Higher level testing
Although the ‘standard’ tests listed above guarantee product safety, compliance with all regulations, and a certain level of good performance, that is not enough for us. In order to ensure our high standards of product quality, stability and compatibility, we have introduced additional test steps.

The most interesting of these tests are shown below. The results of individual test steps can correspond to multiple tests in the lists we have shown you.


Durable component selection

During the ATE (Automatic Test Equipment) Test with attached thermal chamber, all components are checked for suitability and durability. This doesn’t just mean that components need to comply with the defined technical parameters, but also that they need to be durable under severe conditions.

Are the components really so functionally perfect that zero failures occur at limit conditions? This can and must be simulated in order to guarantee the quality of the platform and plan the placements of the components.
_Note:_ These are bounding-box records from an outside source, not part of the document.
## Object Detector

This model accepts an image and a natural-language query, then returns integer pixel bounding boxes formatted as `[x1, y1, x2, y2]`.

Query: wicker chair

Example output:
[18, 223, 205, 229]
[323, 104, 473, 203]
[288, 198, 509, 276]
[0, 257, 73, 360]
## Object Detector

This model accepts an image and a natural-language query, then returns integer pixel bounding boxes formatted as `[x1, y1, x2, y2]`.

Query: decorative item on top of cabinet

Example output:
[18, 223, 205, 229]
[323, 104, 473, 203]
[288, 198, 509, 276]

During the manual functional and stress tests, we go into even more detail: do the individual components deliver on what the manufacturer and data sheets promise? These tests must be survived by each single component, since we will be using the ‘weakest’ component to establish a minimum operating time before possible failure, the MTBF.


Temperature and climate change, and brutal heat tests

The various temperature and climatic conditions (e.g. humidity) play a very important role in the early tests. In the environmental and shock tests, extreme situations are simulated and the units are retested for durability.
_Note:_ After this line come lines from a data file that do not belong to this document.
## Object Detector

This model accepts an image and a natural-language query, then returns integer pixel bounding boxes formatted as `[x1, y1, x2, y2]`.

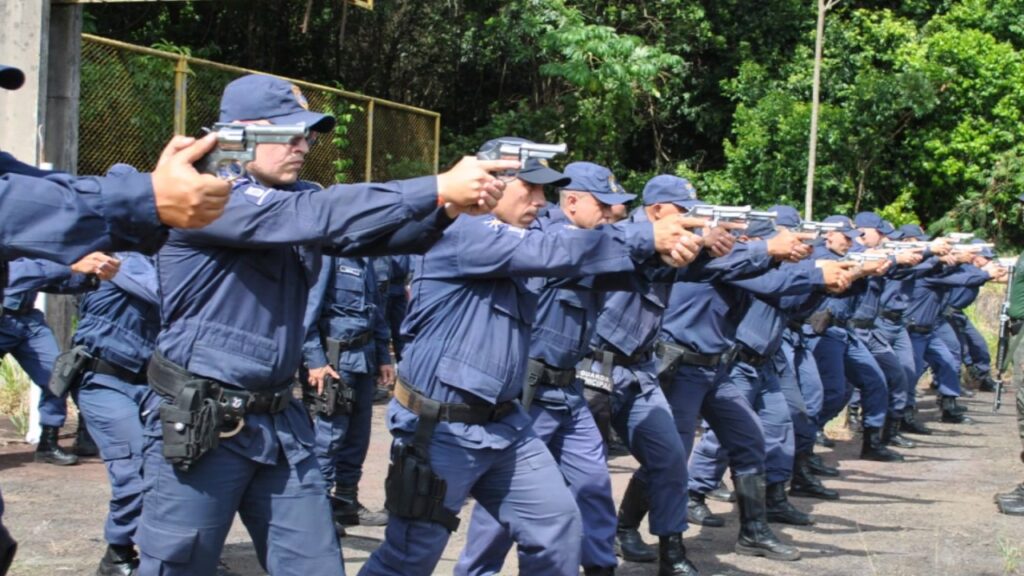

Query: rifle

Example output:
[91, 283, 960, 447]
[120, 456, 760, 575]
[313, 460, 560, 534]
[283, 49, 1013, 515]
[688, 204, 778, 228]
[992, 262, 1017, 412]
[194, 122, 309, 180]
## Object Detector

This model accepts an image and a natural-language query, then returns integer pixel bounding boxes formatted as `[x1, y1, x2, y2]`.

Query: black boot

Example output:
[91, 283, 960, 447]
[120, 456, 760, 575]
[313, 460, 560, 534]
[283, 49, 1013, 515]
[96, 544, 138, 576]
[790, 452, 839, 500]
[331, 485, 387, 526]
[686, 490, 725, 528]
[71, 412, 99, 458]
[657, 534, 700, 576]
[899, 408, 932, 436]
[765, 482, 814, 526]
[36, 426, 78, 466]
[615, 477, 657, 562]
[978, 374, 999, 392]
[807, 453, 839, 478]
[846, 405, 864, 433]
[705, 482, 736, 502]
[995, 483, 1024, 516]
[732, 474, 800, 561]
[938, 395, 968, 415]
[882, 416, 915, 448]
[940, 396, 974, 424]
[814, 430, 836, 448]
[0, 522, 17, 576]
[860, 426, 903, 462]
We also check designs for suitability in all possible geographic regions and for environmental factors that might arise during shipping and storage. Things like possible hairline cracks, inadequately sized components, and erroneous connections can be recognized at this point and fixed or avoided entirely.

The next test is known as ‘the burner’ in every true sense of the word. The burn-in test gives the power supply prolonged exposure to extreme temperatures under full load, and every power supply must prove itself under these grueling conditions. Only when this test is completed without failures can the design and construction be considered good enough to work with sufficient reliability in a computer, even under suboptimal conditions.

The HALT Test (Highly Accelerated Life Test) is a special stress test methodology that improves product safety during the development process. Also tested during the HALT is vibration resistance, important to make sure the power supply can withstand any vibration that could occur during transport.


Radiation safety, EMC and electrostatic influence tests

During EMC tests (Electromagnetic Compatibility) we differentiate between testing for sensitivity to electromagnetic interference and testing the emanation of electromagnetic interference, in both cabled and cable-less scenarios. Our power supplies must pass all tests without failure to prove their immunity to external disturbances.

The next tests are among those more difficult to control, serving to monitor operation and user safety.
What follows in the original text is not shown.